"Ay ay ay Meralciğim gelmiş hoşgelmiş!" Lalin elinden çantasını alıp önüne terlikleri koyarken konuşuyordu. Deniz ve Eylül gülerken Meralciği sarıldı.
"Hoşbuldum deli kız, ay özlemişim ayol!"
"Özlenmeyecek insan değiliz canım ondan." Gülerek içeri geçtilerinde Lalin Meralciğini koltuğa oturtmuş sohbete başlamıştı bile. Deniz mutfağa çay koymaya gidip çayın hazır olduğunu görünce bardaklara doldurdu. Lalin eve geldiğinde demlemişti demek ki.
Elinde tepsiyle içeri girdiğinde annesi parmağını Lalin'e sallayarak konuşuyordu.
"Bak Lalin hanım yine lafa tuttun ama yemem ben bu numaraları. Bu evin hali ne böyle? Hiç misafiriniz gelmiyor mu temizlik yapmıyor musunuz pislik içinde her yer." Deniz ve Eylül koltukların yastıklarını elleriyle düzeltirken Lalin koltukta ardına yaslanıp konuştu.
"Meralciğim biz raad takılıyoz ondan." Meralciği dediklerinden sonra sahte bir kızgınlıkla bacağına vurduğunda bacağını tutarak ona döndü.

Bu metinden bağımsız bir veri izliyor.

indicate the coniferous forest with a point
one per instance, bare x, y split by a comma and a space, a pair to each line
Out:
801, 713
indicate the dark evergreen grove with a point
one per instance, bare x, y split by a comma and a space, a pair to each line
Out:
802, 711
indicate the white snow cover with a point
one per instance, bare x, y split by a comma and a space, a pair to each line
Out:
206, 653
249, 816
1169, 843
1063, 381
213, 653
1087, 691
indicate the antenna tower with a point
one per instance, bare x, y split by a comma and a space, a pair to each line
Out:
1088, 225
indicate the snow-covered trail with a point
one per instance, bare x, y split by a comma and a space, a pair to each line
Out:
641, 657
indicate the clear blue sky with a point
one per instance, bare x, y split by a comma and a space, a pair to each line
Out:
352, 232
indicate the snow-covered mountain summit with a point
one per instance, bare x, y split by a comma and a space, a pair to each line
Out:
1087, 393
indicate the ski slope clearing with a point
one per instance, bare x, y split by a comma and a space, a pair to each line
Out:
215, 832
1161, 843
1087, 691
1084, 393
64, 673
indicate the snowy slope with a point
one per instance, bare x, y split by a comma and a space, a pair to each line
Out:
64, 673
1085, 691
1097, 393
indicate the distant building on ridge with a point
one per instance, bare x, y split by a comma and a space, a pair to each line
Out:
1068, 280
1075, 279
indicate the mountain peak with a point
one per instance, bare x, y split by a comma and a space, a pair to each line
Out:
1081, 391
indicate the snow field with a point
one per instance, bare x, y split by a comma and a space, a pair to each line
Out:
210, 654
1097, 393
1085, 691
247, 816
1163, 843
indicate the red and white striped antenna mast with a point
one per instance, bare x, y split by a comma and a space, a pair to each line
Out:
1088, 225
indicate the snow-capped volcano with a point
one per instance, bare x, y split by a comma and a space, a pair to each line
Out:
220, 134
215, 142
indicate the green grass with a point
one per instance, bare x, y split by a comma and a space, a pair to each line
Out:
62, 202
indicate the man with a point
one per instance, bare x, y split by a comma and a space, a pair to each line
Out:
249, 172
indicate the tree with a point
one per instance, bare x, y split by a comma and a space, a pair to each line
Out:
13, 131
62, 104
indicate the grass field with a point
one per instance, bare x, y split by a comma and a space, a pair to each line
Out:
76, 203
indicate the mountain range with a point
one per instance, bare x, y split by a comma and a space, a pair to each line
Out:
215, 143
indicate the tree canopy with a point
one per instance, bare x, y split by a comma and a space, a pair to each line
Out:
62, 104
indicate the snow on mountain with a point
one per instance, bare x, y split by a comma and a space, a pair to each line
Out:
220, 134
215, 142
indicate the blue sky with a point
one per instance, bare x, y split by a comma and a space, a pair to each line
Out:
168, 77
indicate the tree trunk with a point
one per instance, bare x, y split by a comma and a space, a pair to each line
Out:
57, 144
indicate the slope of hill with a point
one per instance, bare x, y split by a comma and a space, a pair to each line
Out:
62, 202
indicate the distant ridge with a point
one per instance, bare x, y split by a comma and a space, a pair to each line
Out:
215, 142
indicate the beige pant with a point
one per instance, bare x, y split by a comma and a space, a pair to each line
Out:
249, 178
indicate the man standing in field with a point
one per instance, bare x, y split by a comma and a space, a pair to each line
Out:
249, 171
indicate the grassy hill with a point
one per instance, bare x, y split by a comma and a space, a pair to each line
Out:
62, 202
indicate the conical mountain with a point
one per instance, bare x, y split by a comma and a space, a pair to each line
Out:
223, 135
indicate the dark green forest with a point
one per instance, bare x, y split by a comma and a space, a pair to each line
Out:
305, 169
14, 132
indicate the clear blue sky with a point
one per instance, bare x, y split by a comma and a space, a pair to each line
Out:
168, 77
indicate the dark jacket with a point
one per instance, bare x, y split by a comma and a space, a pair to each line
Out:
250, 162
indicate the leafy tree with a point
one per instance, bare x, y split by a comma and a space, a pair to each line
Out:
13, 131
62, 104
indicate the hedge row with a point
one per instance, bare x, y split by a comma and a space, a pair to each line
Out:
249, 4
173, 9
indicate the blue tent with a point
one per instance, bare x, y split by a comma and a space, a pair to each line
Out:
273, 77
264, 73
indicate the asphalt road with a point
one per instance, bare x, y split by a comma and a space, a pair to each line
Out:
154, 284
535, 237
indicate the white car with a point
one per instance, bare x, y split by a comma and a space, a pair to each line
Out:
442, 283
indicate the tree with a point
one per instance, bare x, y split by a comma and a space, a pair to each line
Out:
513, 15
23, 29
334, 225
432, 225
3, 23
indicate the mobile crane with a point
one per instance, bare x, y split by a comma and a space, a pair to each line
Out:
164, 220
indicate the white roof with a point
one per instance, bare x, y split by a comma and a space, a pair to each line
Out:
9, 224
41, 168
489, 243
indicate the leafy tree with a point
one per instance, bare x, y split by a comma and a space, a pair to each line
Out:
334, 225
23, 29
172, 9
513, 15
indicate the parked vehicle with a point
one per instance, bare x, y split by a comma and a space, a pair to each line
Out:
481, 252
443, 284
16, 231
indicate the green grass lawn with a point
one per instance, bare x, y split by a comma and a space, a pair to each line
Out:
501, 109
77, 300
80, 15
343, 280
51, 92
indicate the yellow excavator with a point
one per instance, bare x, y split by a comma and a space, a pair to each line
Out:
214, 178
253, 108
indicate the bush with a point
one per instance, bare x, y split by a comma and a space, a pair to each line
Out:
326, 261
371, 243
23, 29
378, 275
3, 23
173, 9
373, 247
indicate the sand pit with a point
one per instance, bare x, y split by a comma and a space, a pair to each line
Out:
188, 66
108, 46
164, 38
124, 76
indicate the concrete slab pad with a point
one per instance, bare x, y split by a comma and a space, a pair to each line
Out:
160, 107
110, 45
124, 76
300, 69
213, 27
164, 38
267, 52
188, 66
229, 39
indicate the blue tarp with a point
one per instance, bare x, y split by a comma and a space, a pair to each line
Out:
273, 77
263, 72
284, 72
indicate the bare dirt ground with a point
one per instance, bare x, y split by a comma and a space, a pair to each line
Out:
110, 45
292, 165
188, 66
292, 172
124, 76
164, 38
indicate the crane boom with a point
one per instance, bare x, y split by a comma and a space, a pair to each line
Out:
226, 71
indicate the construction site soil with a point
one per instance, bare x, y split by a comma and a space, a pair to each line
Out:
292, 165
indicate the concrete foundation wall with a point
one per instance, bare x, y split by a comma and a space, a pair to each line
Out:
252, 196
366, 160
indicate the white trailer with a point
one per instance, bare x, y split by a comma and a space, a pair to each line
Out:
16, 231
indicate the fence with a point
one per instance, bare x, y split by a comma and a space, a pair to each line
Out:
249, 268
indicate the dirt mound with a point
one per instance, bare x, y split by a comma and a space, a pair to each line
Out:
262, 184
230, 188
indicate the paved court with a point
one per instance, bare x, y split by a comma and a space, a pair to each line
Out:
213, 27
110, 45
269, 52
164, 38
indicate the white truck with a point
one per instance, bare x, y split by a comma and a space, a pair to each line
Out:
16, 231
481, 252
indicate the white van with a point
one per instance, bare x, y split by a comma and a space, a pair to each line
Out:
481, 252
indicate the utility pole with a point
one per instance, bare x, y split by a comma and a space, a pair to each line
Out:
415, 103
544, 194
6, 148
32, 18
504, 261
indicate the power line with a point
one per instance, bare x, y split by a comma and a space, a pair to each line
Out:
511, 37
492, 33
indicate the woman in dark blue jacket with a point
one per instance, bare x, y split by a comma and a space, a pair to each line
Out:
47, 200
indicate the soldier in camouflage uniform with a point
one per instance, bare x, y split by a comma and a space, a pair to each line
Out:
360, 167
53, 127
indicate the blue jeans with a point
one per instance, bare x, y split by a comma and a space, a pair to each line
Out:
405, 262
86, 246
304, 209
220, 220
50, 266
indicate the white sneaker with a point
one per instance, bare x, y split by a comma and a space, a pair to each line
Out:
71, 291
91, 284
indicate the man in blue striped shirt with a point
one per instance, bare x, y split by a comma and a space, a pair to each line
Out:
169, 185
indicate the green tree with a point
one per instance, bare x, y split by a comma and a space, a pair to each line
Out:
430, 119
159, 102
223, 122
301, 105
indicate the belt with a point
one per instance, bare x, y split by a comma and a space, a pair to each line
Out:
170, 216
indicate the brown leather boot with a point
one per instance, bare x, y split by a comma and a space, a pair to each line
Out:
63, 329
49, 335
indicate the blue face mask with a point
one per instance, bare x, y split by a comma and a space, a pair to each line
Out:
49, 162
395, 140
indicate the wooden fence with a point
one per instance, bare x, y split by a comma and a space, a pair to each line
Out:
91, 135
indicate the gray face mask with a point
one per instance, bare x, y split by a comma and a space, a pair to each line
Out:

"Bana bak! Seni bir rahatlatırım görürsün raad takılmayı! Evlenecek yaşa geldiniz hâlâ ne rahat takılması canım." Lalin Deniz'e dönüp kaşlarını kaldırdı. Ardından annesine dönüp konuştu.
"Valla biz de isteriz evlenmeyi artık, güzel hayırlı bir kısmet olursa inşaallah. Mesela Deniz'ciğim geçen gün evde kalcam diye ağladı biliyor musun annesi? Yazık bu kıza evlendir artık." Deniz ve Eylül'ün gözleri kocaman açılırken Meral hanım Lalin'e bakıyordu. Alayla kafasını sallarken konuştu.
"Di mi artık kaç yıldır sevgililer evlensinler. Eren beyin tanışmaya niyeti var mı? Hani kaç yıl oldu bir tanıyalım birbirimizi. Öyle instada kalp atmakla olmuyor."
"Ooooo kız sen instagörl mü oldun yoksa nerden biliyon bunları ayol. Tabi ama bendeki de soru, zeki Meralciğim benim!" Lalin yine konuştuğunda Deniz şoktaydı. Eylül'ün dürtmesiyle kendine geldi ve annesine gülümsedi.
"Anneciğim zaten Erenaş- Eren'de dedi tanışalım o kadar oldu diye. Ama senin gelmeni bekledik." Meral hanım cevap verecekken Lalin araya girdi.
"Ha tanışmaya gelemedi yani?! Kadın senin sevgilini doğursun, beslesin, büyütsün, sen iki adımlık yolu çok gör gitme yanına... Pes vallahi!" Deniz ayağa kalkıp annesinin yanına oturdu ve Lalin'in bacağını çimdiklerken konuştu.
"Canım arkadaşım! Senin çayın bitmiş gel biz bir çayını tazeleyelim! Gel bebeğim, gel!"
"Bu bir tehdittir, Meralciğim kızın beni öldürme planları kuruyor olabilir beni koru!"
Deniz Lalin'e aldırmadan kolundan tutup kaldırdı ve mutfağa götürdü zorla. Bu sırada Eylül'de Deniz'in annesinin yanına oturup sohbeti devam ettirmişti.
"Lan gerizekalıcım senin derdin ne? Niye fitne fesat fücur sokuyon kadının aklına? Şerefsiz!" Lalin arkadaşının sinirli suratından zevk alır bir biçimde güldü.
"Valla bundan sonra böyle, itlik serserilik." Deniz Lalin'in kafasına bir tane geçirdi.
"Çünkü bundan önce çok masummuş gibi rol kesme Küpek! Sen hep şerefsizdin." Lalin telefonunu almak için elini cebine attı ama orda değildi. Ceplerini kontrol ederken içerde olup olmadığını düşünüyordu. Hâlâ kendisini gömen Deniz'i es geçip oturma odasına döndü. Bora'dan geldikten sonra odasına çıkmamıştı, yani mutfakta ya da oturma odasında olmalıydı. Koltuklara göz atarken Deniz de ardından girdi ve annesiyle sohbet eden Eylül'ün yanına kuruldu.
Meral hanım Eylül'e ilişkisi hakkında sorular soruyordu. Lalin oturma odasında da bulamayınca odasına baktı ama orada da yoktu. En sonunda Bora'da unutmuş olabileceği ihtimali geldi aklına. Anahtarını alıp çıktı üst kata ve çaldı kapıyı.